Jason J. Gullickson

Jason J. Gullickson

The best programming language is the one you have with you

I still get a surprising amount of resistance from programmers (and others) when I talk about using Javascript.

My first computer was a Commodore VIC=20.  I’d used one or two computers before that (my father’s Gimix Ghost and my grandfather’s hand-made SWTP) but the VIC=20 was mine.  When you turned this machine on you were placed into the BASIC programming language, just like almost every other personal computer made at the time.  This meant that in order to do anything with these computers, you had to write code, and if you used it for any amount of time, you learned how to program.

Some people simply wrote down a “cheat-sheet” of the BASIC commands they needed to load a program off tape (or less often, disk) but if you had an ounce of curiosity or you were on a budget you learned how to write programs because it was a way to make the machine do more than it could do out-of-the box, and the only cost was your time.  It was also relatively easy.  Most periodicals and books that discussed these machines included program listings (source code) for all kinds of games and applications, written right in the text of the pages that you’d simply type in to your BASIC prompt, use and modify them to suit your own needs and save on tape for later use.  It never occurred to me at the time (I didn’t think about software licensing much before age 10) but this was not unlike how open-source software development works today, largely because the only way to transfer software this way was in source-code form.

But what does this have to do with Javascript?  Compared to other programming languages of the time (C, Pascal, etc.) BASIC, in a number of ways, sucked. It was interpreted which made it slow, it was weakly-typed, the flow-control structures almost encouraged the use of GOTO and most implementations required using short, unintelligible variable names.  Compared to something like C, BASIC was not the best programming language, but it was what we had.  On some machines there were compilers for other languages available, but most of them were expensive and only worked on the higher-end machines, and the code they produced was binary, so it only ran on the type of computer it that they were compiled on.  Bear in mind that 80’s microcomputers used an assortment of processors and some varied wildly in their hardware architecture, making binary-distributed programs incompatible between machines (even sometimes machines of the same product line).  However programs written in BASIC and distributed in source-code form often ran unmodified on machines from different companies, or if not they required small modifications that most owners were capable of.

Regardless of its limitations when compared to other languages, some very cool things were built with BASIC, but probably the most important thing created this was was a generation who saw the personal computer not as a thing to run applications or a game console but as a blank slate, capable of becoming anything you wanted, without having to buy anything else, limited only by your imagination, time and gumption.  The pervasive access to the BASIC language provided a way for these programmers to write software with confidence that it could be shared, unencumbered by technical limitations, and work on the inexpensive computers of their friends and neighbors.

As microcomputers evolved there were efforts to address the limits of BASIC or to replace it altogether, and the result of those efforts reduced the number of computer owners who learned to program, and made the programs writing by the remaining programmers harder to write and share-able and compatible.
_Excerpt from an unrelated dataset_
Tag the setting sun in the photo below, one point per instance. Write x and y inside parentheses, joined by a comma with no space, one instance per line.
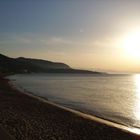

Eventually personal computers began shipping with no programming languages at all, and the era of the computer “user” began.

Today we live in a world where computers are everywhere but programmers are rare.  Many people could benefit from the ability to make their computers do more than they were designed to do, but there is an impression that this is hard, and should be left to professionals (I’m not going to say the software development industry is completely responsible for this impression, but it’s advantageous for them to maintain it).  Given the knowledge that the tools are available to them, and the encouragement I think that most “users” have the potential to become programmers and not only do I think it would help them solve specific problems, it would change the way they look at the relationship between their computers, the companies that make them and themselves.  The personal computer is a magical thing that can create enormously valuable stuff out of almost nothing, but we’ve constructed a world where most people who use them are oblivious to this potential and this is exploited in ever increasing ways.

Javascript has flaws, and is not perfect for every application, but it is available on almost every personal computer made today, and I’ve seen some very amazing things built with it.  The computers we have don’t make it as obvious as the microcomputers of yore, and the culture that separates “users” from “programmers” is strong, but with the right tools, culture and attitude I think we could turn the tide.  In a world that is increasingly built out of software this is as important as it ever has been.